WASHINGTON— The yearly count released today of monarch butterflies that overwintered in Mexico continues to show imperilment for the migratory butterfly. This year’s count of 2.84 hectares (7 acres) of occupied winter habitat is up slightly from last year but still below the 6 hectare threshold scientists say is necessary for the iconic pollinator to be out of the extinction danger zone in North America.
Overall, eastern monarchs have declined by around 85% since the mid-1990s.
“The decline of monarchs tells the story of the extinction crisis unfolding in the United States as policymakers fail to take the bold actions necessary to save wildlife habitat and rein in climate change,” said Tierra Curry, a senior scientist at the Center for Biological Diversity.
The annual count is conducted by Mexico’s Commission for National Protected Areas and WWF Mexico.
The eastern monarch population is made up the butterflies east of the Rocky Mountains and accounts for roughly 99% of all North American monarchs. They migrate each winter from the northern United States and southern Canada to oyamel fir forests on high-elevation mountaintops in central Mexico. Scientists estimate the population size by measuring the area of trees turned orange by the clustering butterflies. Their population has been perilously low since 2008.
Monarchs are currently on the candidate waiting list for Endangered Species Act protection. The U.S. Fish and Wildlife Service has a 2024 deadline to propose them for protection as threatened.
“We petitioned for protection for monarchs eight years ago, but they still face an onslaught of pesticides and habitat loss,” said George Kimbrell, legal director at the Center for Food Safety. “This year’s count shows that they continue to urgently need Endangered Species Act protection. FWS has already agreed to make a final decision; now they only need make the correct one, the one conservation, science, and the law requires: protect monarchs.”
Monarchs are threatened by pesticides, climate change, sprawl and illegal logging of the forests where they migrate for the winter. They are also threatened during their migrations by mortality from roadkill and habitat fragmentation.
Scientists led by the Center for Biological Diversity and the Center for Food Safety petitioned the Fish and Wildlife Service to protect the butterfly under the Endangered Species Act in 2014.
Monarchs have lost an estimated 165 million acres of breeding habitat in the United States to herbicide spraying and development in recent decades. The caterpillars only eat milkweed, but the plant has been devastated by increased herbicide spraying in conjunction with corn and soybean crops that have been genetically engineered to tolerate direct spraying. The butterflies are also threatened by neonicotinoid insecticides, fungicides and other chemicals that are toxic to young caterpillars.

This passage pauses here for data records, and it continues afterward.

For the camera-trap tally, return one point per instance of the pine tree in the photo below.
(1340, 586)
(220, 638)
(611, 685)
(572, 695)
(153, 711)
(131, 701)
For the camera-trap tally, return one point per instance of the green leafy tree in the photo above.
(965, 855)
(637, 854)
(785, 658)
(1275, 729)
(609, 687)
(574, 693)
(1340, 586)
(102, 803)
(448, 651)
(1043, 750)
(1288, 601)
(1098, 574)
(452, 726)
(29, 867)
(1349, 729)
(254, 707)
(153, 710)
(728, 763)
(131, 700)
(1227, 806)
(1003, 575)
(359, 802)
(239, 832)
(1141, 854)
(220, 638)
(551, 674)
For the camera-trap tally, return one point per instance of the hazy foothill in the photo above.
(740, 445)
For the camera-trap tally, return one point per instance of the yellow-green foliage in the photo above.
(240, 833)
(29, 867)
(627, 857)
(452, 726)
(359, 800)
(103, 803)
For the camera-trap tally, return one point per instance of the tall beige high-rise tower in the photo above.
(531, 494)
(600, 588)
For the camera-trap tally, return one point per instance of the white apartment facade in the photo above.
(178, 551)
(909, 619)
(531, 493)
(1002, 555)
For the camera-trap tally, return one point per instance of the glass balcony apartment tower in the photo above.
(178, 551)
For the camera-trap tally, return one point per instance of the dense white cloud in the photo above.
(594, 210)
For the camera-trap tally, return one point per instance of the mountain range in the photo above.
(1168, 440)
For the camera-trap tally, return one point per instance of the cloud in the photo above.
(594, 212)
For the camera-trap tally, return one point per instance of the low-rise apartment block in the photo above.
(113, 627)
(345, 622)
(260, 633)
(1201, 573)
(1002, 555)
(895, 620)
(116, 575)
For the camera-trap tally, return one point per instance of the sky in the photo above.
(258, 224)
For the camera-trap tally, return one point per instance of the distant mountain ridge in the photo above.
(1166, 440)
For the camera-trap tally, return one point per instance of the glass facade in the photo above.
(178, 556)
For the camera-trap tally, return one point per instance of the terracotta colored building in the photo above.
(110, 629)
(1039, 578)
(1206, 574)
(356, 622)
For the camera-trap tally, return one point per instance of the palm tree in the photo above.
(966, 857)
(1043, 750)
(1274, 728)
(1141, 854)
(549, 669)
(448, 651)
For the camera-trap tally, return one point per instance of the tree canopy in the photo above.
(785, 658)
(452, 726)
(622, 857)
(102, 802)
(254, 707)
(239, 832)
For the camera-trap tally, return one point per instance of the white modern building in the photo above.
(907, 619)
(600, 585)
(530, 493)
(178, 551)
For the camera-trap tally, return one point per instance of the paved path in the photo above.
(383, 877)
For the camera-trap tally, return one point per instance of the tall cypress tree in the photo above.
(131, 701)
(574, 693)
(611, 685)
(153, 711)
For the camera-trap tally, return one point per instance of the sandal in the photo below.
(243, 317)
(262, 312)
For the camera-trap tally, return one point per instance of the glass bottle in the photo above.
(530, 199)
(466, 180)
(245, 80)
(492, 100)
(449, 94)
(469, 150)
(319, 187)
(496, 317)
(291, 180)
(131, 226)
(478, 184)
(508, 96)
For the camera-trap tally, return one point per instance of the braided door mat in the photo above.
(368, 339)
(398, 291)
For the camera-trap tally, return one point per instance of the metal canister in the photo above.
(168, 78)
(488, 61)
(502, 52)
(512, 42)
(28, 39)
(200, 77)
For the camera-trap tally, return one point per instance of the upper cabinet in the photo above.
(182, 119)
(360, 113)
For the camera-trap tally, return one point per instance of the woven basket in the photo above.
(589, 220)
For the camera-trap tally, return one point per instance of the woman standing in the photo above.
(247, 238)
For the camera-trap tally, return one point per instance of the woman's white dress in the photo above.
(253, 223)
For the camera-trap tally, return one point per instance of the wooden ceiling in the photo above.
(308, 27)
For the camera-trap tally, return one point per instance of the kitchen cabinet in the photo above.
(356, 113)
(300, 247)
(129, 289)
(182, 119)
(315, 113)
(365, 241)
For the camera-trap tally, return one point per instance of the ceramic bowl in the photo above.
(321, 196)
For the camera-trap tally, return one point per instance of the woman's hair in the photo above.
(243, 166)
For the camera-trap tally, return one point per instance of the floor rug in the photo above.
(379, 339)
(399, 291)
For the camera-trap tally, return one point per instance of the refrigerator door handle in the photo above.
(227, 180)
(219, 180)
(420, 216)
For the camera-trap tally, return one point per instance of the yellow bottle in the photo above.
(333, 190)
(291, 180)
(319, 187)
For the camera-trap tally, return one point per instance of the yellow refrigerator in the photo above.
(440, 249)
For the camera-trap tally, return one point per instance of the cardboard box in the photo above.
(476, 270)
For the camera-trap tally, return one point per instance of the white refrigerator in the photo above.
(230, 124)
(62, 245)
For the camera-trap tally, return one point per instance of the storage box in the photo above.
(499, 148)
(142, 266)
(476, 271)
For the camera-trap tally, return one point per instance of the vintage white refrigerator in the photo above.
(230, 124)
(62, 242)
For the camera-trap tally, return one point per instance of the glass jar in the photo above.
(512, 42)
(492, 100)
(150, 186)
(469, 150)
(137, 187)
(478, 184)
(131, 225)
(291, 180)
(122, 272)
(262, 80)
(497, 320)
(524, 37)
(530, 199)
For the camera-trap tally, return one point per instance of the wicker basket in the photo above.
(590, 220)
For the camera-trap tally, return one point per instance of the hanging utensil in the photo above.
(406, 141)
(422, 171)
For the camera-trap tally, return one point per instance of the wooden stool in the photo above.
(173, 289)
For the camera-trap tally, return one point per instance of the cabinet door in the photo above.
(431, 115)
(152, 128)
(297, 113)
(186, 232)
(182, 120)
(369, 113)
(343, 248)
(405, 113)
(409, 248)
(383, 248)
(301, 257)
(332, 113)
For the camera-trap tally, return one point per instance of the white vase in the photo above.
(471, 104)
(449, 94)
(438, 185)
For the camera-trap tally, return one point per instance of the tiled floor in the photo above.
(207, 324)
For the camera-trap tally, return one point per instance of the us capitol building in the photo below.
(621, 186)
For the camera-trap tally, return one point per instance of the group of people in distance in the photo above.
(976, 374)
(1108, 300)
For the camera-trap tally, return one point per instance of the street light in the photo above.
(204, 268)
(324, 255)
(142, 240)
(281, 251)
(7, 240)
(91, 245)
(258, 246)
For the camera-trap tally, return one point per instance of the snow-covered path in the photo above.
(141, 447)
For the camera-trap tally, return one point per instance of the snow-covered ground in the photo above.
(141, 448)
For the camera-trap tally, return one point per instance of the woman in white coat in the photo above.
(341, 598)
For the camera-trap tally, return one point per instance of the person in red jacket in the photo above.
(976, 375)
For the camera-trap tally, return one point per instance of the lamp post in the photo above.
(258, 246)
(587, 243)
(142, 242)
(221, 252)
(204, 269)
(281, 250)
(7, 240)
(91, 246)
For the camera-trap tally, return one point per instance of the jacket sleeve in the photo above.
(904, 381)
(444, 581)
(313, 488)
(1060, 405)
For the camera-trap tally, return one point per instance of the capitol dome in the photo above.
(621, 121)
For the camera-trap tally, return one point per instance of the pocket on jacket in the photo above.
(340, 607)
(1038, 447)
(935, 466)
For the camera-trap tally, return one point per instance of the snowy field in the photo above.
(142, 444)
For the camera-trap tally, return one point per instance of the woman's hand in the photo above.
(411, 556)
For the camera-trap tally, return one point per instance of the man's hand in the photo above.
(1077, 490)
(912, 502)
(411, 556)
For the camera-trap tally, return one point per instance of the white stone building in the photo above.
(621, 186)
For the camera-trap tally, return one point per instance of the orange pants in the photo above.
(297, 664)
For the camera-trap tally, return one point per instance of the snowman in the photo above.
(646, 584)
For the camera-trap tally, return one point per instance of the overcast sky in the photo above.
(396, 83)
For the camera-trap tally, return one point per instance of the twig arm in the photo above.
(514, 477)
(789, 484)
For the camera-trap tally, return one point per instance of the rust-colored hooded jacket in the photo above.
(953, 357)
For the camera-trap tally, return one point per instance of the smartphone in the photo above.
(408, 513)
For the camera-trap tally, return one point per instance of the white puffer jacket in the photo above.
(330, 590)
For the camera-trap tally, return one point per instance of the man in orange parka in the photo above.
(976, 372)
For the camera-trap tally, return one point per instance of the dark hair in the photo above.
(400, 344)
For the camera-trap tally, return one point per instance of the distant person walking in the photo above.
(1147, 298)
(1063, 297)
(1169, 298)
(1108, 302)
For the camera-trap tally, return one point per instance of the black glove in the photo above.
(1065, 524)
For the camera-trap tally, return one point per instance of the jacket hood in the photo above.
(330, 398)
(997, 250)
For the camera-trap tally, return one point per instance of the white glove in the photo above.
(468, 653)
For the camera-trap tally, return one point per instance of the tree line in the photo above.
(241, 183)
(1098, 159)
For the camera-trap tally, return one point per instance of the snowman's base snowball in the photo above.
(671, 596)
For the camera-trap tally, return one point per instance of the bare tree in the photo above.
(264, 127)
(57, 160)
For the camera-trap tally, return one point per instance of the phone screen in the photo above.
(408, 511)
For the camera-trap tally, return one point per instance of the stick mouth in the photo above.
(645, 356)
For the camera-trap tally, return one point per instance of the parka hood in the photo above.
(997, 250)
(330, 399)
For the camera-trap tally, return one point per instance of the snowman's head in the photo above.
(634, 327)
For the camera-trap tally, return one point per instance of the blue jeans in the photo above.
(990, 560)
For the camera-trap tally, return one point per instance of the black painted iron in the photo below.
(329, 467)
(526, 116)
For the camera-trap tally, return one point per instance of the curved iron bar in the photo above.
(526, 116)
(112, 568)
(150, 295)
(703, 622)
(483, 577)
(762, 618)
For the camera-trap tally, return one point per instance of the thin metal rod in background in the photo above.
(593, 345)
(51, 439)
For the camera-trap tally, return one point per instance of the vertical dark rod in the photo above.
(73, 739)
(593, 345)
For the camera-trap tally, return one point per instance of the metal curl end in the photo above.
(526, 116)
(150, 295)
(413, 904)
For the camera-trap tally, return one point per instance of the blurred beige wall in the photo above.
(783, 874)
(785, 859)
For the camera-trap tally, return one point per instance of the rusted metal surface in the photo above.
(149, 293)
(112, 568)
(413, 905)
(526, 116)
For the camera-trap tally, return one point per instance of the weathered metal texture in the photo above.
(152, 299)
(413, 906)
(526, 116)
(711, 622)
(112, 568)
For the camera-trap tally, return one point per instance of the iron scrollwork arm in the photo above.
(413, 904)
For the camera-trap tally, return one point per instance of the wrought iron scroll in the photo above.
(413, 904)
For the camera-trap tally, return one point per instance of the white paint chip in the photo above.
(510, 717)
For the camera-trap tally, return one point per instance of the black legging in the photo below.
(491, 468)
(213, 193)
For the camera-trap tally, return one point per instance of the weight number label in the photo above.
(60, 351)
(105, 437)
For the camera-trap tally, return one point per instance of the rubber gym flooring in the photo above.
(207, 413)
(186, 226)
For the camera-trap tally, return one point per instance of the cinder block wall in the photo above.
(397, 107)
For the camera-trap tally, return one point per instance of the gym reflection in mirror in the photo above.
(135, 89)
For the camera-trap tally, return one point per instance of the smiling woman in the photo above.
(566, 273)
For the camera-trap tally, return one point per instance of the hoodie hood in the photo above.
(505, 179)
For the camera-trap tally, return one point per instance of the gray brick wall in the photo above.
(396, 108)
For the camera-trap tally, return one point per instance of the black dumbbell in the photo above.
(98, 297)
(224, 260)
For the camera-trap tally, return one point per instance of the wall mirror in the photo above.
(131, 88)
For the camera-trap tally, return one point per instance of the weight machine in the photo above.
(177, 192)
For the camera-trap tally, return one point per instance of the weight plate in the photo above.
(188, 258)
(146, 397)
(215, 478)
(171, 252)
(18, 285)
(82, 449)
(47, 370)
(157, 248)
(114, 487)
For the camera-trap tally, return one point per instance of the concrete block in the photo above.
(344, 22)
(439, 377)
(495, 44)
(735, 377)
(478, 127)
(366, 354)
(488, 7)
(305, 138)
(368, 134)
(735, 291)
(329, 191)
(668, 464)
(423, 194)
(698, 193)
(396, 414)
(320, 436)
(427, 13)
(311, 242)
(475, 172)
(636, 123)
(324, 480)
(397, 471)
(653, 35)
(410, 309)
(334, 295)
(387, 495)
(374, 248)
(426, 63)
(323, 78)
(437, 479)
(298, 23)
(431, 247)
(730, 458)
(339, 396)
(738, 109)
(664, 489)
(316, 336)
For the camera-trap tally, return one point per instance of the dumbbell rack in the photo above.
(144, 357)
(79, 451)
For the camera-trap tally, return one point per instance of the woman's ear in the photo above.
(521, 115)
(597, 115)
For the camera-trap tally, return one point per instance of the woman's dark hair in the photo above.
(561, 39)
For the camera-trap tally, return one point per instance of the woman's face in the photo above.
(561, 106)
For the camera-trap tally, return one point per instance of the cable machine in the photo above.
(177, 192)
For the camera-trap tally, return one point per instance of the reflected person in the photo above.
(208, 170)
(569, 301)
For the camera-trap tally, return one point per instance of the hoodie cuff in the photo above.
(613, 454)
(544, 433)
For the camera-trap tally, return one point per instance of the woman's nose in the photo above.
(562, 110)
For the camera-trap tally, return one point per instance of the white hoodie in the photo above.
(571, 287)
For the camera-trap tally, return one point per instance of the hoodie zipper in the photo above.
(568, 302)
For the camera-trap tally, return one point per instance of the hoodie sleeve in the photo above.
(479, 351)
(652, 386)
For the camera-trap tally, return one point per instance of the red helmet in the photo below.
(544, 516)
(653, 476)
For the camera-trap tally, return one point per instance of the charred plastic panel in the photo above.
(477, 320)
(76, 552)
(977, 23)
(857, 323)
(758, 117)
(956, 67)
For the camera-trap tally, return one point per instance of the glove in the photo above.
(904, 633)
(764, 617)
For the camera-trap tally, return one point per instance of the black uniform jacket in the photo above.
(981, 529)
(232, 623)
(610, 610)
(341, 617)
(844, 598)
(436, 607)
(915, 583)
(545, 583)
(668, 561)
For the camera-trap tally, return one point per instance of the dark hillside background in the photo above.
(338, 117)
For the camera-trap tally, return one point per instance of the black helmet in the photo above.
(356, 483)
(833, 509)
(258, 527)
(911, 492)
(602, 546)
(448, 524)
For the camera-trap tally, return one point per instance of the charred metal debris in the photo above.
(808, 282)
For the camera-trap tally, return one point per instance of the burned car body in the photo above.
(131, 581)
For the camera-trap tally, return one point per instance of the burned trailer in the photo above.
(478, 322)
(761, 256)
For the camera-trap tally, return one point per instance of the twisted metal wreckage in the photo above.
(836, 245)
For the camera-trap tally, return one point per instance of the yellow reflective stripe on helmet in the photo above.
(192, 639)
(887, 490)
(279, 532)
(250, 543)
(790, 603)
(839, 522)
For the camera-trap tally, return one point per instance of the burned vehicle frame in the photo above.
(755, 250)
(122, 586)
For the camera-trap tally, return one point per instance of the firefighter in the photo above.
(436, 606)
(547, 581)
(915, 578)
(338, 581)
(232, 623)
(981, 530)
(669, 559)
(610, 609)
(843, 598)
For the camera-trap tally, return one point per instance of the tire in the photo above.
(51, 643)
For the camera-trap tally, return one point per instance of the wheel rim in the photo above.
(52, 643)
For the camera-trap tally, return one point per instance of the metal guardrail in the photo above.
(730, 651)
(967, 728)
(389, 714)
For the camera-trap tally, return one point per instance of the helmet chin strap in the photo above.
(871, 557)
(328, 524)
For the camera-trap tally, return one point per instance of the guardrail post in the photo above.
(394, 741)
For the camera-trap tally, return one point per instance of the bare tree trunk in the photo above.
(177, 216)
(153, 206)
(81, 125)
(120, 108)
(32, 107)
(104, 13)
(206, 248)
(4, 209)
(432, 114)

Monarch butterflies west of the Rocky Mountains overwinter on the central coast of California. Their numbers rebounded this year to more than 200,000 butterflies after coming near total collapse the previous winter, but their population is still down more than 95% since the 1980s.
In Canada monarchs are slated for listing as endangered under the Species At Risk Act. In Mexico they are considered a species of special concern.